One of the key features of zarrio is support for parallel writing of large datasets:

```python
# Step 1: Create template archive with intelligent chunking
converter = ZarrConverter(
    chunking={"time": 100, "lat": 50, "lon": 100},
    access_pattern="temporal"  # Optimize for time series analysis
)
converter.create_template(
    template_dataset=template_dataset,
    output_path="large_archive.zarr",
    global_start="2020-01-01",
    global_end="2023-12-31",
    compute=False,  # Metadata only, no data computation
    intelligent_chunking=True,  # Enable intelligent chunking based on full archive dimensions
    access_pattern="temporal"   # Optimize for time series analysis
)

# Step 2: Write regions in parallel processes
# Process 1: converter.write_region("file1.nc", "large_archive.zarr")
# Process 2: converter.write_region("file2.nc", "large_archive.zarr")
# Process 3: converter.write_region("file3.nc", "large_archive.zarr")
```

This approach is ideal for converting large numbers of NetCDF files to a single Zarr archive in parallel.

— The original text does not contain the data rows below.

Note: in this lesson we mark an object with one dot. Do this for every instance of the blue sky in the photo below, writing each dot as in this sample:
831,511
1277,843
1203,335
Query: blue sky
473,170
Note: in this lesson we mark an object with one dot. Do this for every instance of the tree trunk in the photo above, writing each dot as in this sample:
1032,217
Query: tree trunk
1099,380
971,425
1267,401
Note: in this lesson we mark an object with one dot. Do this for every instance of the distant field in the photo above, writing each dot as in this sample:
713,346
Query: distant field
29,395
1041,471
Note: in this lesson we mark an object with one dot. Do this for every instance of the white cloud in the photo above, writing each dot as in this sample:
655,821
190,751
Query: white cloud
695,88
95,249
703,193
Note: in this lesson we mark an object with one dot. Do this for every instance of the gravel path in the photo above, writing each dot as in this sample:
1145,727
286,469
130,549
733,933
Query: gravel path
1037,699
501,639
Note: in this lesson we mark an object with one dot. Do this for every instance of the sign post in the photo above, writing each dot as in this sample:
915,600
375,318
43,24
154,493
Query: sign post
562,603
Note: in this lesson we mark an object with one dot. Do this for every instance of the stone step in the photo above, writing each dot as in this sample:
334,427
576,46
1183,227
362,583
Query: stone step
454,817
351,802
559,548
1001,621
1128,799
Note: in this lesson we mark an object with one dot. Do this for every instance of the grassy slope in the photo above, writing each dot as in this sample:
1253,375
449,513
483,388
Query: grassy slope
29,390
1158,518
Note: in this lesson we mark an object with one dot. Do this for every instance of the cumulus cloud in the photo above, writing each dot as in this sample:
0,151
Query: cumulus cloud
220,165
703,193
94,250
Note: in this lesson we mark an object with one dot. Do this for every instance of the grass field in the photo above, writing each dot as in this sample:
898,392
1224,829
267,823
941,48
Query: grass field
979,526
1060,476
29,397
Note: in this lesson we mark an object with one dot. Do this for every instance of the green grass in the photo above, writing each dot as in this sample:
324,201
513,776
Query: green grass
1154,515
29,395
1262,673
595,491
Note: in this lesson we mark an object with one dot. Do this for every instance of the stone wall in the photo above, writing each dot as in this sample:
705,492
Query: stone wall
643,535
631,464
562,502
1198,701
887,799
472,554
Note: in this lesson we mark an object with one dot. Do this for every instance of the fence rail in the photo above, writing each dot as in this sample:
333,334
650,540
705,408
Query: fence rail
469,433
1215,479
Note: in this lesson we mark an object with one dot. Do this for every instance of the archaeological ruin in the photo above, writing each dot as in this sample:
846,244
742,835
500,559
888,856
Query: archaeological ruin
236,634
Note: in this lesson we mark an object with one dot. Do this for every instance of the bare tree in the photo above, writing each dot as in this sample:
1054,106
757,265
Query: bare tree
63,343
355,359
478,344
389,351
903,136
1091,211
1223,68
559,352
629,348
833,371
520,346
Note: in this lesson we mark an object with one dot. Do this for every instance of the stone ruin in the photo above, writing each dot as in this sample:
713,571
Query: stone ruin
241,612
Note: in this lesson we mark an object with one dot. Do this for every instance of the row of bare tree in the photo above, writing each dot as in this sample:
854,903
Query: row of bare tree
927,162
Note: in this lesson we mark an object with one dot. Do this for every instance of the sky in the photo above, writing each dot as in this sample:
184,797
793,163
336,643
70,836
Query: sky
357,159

The intelligent chunking feature ensures optimal chunking based on the full archive dimensions rather than just the template dataset.

## Configuration

You can also use configuration files (YAML or JSON):

```yaml
# config.yaml
chunking:
  time: 100
  lat: 50
  lon: 100
compression: "blosc:zstd:3"
packing:
  enabled: true
  bits: 16
  manual_ranges:
    temperature:
      min: -50
      max: 50
  auto_buffer_factor: 0.05
variables:
  - temperature
  - pressure
drop_variables:
  - unused_var
```

Then use it with the CLI:

```bash
zarrio convert input.nc output.zarr --config config.yaml
```

## Development

### Installation

```bash
git clone https://github.com/oceanum/zarrio.git
cd zarrio
pip install -e .
```

### Running Tests

```bash
pip install -e ".[dev]"
pytest
```

### Code Quality

```bash
# Format code
black .

# Check code style
flake8

# Type checking
mypy zarrio
```

## License

MIT License

## Contributing

Contributions are welcome! Please feel free to submit a Pull Request.